The strike at the NagaWorld casino and hotel, now on its 23rd day, has drawn hundreds of workers since Dec. 18 and the dismissal by managers of more than a thousand employees. The protesters are demanding that 365 of those laid off be rehired.

In a petition submitted to Cambodia’s Labor Ministry on Monday, workers said that they would not participate in talks to resolve the dispute until eight union leaders were freed from jail.

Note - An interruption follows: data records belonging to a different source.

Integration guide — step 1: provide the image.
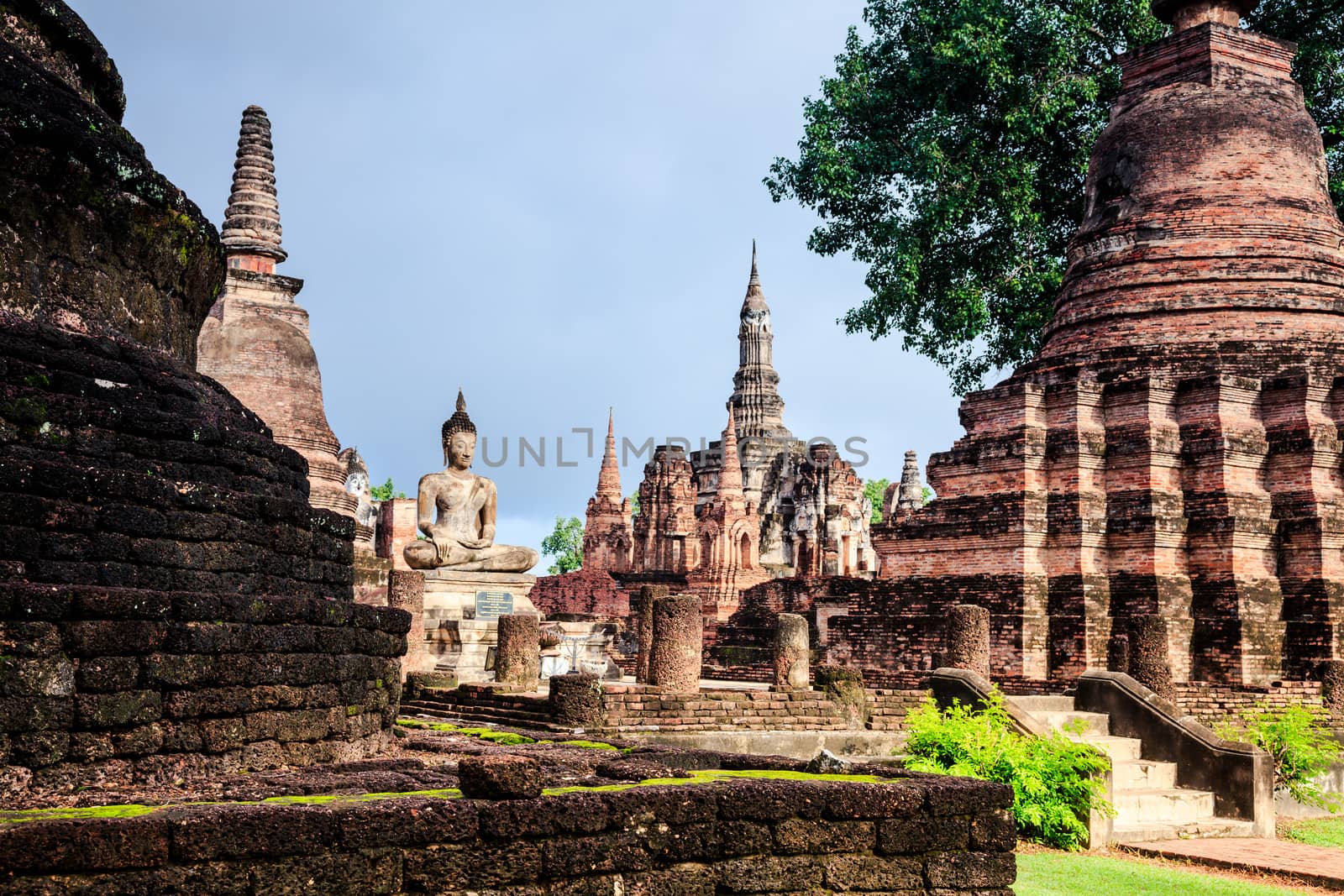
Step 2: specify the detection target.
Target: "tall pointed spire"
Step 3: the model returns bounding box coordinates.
[596,410,621,504]
[717,405,742,498]
[728,239,793,439]
[220,106,286,269]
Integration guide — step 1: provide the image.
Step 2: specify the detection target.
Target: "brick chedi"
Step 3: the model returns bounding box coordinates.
[583,414,634,572]
[0,0,410,797]
[687,405,770,621]
[853,0,1344,684]
[633,445,699,574]
[533,244,876,637]
[197,106,358,517]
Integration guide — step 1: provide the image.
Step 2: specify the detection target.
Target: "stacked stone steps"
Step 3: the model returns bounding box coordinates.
[402,688,564,731]
[1013,696,1252,844]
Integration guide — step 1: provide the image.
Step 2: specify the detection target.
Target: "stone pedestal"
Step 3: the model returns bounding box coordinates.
[423,569,536,681]
[495,612,542,689]
[387,569,426,681]
[1129,616,1176,703]
[649,594,704,693]
[630,584,668,684]
[774,612,811,689]
[942,603,990,679]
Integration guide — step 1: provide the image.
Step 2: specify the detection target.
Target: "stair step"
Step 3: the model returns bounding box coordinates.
[1113,787,1214,825]
[1111,759,1176,790]
[1110,817,1255,845]
[1008,696,1074,716]
[1031,710,1110,737]
[1070,735,1144,762]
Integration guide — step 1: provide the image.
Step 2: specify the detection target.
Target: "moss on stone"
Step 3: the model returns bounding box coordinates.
[553,740,617,751]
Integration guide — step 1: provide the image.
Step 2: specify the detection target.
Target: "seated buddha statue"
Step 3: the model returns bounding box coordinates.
[403,390,538,572]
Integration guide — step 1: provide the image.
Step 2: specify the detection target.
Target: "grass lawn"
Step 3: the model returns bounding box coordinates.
[1278,818,1344,849]
[1013,849,1324,896]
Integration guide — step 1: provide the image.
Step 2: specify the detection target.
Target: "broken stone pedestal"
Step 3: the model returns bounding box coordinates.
[425,569,536,681]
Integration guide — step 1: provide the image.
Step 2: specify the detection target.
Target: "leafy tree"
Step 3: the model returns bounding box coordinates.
[764,0,1344,392]
[905,688,1116,849]
[863,479,891,525]
[1215,703,1340,811]
[542,516,583,575]
[368,477,406,501]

Among those now held is Chhim Sithar, leader of the union at the NagaWorld casino, who was taken into custody by police in plain clothes on Jan. 4. She was surrounded by police as she got out of a car at the protest site near Cambodia’s National Assembly building.

However, after union leaders were arrested, the ministry reversed its position, admitted that compensation had not been fairly calculated in the past and invited workers to join them in talks to end the dispute, she said.

“But we have now lost the union leaders who could speak for us in those talks,” she said. “We call on the authorities to first release our eight representatives so that we can return to negotiations.”

While workers held a press conference on Monday to announce their petition, Ou Ratana — a ministry official in charge of resolving labor disputes — came out of the ministry building to invite workers inside for talks.

“We need to sit face to face to resolve this dispute, not by staging strikes like this,” he said.

Workers remained firm in demanding their representatives’ release, however.

Khun Thao, a labor rights program manager for the workers’ advocacy group Central, blamed the ministry for its failure to resolve the NagaWorld strike now entering its fourth week.

“I see that the Labor Ministry still wants to trick these workers, dividing them by considering their cases individually rather than as a collective dispute,” he said.

“The ministry has yet to respond to the union’s demand for the reinstatement of its leaders and is just focusing on the issue of the proper calculation of compensation. I think that this will only cause a deadlock, and the dispute won’t be resolved,” he said.